Hamlet 2023 © W. Hoesl
Die Hausgötterdämmerung in München manifestiert sich weiter: Mozart, Wagner und Strauss – ihnen zu Ehren wurden die Opernfestspiele einst gegründet – sind schon lange nicht mehr der unangefochtene Mittelpunkt der Festspiele. Nachdem letztes Jahr mit Krzysztof Pendereckis „Die Teufel von Loudun“ eröffnet wurde, dieses Jahr also Brett Deans „Hamlet“. Generalmusikdirektor Vladimir Jurowski ließ sich im Vorhinein dahingehend zitieren, dass man sich in dieser Produktion so fühle, als wäre man „in einer Shakespeare-Inszenierung und in einem Tarantino-Film gleichzeitig gewesen“. Das Einzige jedoch, was so wirklich an Tarantino erinnert, war die Länge. Kein schlechter, aber ein langatmiger Abend.

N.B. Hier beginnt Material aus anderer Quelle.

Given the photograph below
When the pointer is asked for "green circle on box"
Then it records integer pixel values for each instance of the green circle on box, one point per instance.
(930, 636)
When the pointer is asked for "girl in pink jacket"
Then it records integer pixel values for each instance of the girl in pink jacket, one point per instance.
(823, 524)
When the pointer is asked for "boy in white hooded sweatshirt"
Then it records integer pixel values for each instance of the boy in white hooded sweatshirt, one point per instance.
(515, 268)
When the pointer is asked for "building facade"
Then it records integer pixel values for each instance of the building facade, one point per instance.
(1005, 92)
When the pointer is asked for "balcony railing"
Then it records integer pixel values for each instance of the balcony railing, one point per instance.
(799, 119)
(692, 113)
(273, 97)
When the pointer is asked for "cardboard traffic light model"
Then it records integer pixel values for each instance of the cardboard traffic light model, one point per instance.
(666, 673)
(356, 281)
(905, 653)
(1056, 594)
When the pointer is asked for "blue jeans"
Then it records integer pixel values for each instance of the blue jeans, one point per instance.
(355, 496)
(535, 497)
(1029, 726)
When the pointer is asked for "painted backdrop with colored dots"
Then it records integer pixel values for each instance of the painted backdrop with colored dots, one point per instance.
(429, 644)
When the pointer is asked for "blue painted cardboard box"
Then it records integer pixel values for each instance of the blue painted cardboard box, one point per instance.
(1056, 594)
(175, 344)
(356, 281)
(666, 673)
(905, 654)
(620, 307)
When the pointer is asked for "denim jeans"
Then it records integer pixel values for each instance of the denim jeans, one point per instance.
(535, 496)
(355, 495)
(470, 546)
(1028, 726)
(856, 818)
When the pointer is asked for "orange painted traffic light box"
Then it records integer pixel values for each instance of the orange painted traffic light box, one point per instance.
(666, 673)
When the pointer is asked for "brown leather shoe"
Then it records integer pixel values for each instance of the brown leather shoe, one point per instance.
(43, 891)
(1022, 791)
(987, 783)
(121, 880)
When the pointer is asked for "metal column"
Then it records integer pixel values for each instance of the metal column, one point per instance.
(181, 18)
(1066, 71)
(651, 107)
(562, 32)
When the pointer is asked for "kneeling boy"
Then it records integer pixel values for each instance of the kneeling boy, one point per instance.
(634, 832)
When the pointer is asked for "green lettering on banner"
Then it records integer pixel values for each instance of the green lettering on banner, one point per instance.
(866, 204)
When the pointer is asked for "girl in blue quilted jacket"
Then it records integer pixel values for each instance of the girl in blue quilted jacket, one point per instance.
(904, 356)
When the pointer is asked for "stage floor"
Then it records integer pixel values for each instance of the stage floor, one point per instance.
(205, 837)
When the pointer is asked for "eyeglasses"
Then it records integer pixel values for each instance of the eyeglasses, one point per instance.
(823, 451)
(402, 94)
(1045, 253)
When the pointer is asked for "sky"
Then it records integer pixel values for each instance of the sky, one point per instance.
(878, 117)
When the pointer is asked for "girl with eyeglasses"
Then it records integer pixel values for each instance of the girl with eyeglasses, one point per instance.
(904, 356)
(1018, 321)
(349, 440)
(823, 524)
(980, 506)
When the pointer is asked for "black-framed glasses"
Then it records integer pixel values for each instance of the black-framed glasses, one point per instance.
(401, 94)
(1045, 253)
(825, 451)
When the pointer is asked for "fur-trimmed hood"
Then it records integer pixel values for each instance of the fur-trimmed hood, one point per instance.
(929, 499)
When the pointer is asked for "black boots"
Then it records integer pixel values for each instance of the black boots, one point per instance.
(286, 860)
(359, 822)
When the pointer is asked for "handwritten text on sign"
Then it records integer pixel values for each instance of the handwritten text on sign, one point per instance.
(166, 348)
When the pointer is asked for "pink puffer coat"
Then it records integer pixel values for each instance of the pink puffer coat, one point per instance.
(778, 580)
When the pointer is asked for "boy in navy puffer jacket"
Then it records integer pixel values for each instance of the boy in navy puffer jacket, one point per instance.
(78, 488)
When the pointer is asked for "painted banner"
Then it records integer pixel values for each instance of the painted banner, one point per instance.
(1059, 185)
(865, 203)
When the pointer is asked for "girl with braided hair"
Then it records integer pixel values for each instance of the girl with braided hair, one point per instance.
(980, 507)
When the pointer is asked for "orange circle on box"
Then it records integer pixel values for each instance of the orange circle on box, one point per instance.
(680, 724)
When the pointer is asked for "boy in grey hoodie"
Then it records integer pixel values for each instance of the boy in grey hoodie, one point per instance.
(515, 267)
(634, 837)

Nationaltheater München, 26. Juni 2023, PREMIERE
Brett Dean, Hamlet
Vladimir Jurowski, Dirigent
Bayerisches Staatsorchester
Neil Armfield, Regie
Ralph Myers, Bühnenbild
von Willi Patzelt
Kaum – so könnte man boshaft unterstellen – ist die Musik nicht mehr schön eingängig, gönnt einem der Kunstbetrieb wieder eine Inszenierung, die nicht auf Metaebenen gehoben, ja nicht symbolistisch abstrahiert wird. Man kann der Inszenierung an diesem Abend wirklich wenig vorwerfen. Diese Produktion lief bereits in Glyndebourne, an der Met und in australischen Adelaide. Ob eine „Viertverwertung“ einer Münchner Festspieleröffnung wirklich würdig ist, sollte jedoch hinterfragt werden.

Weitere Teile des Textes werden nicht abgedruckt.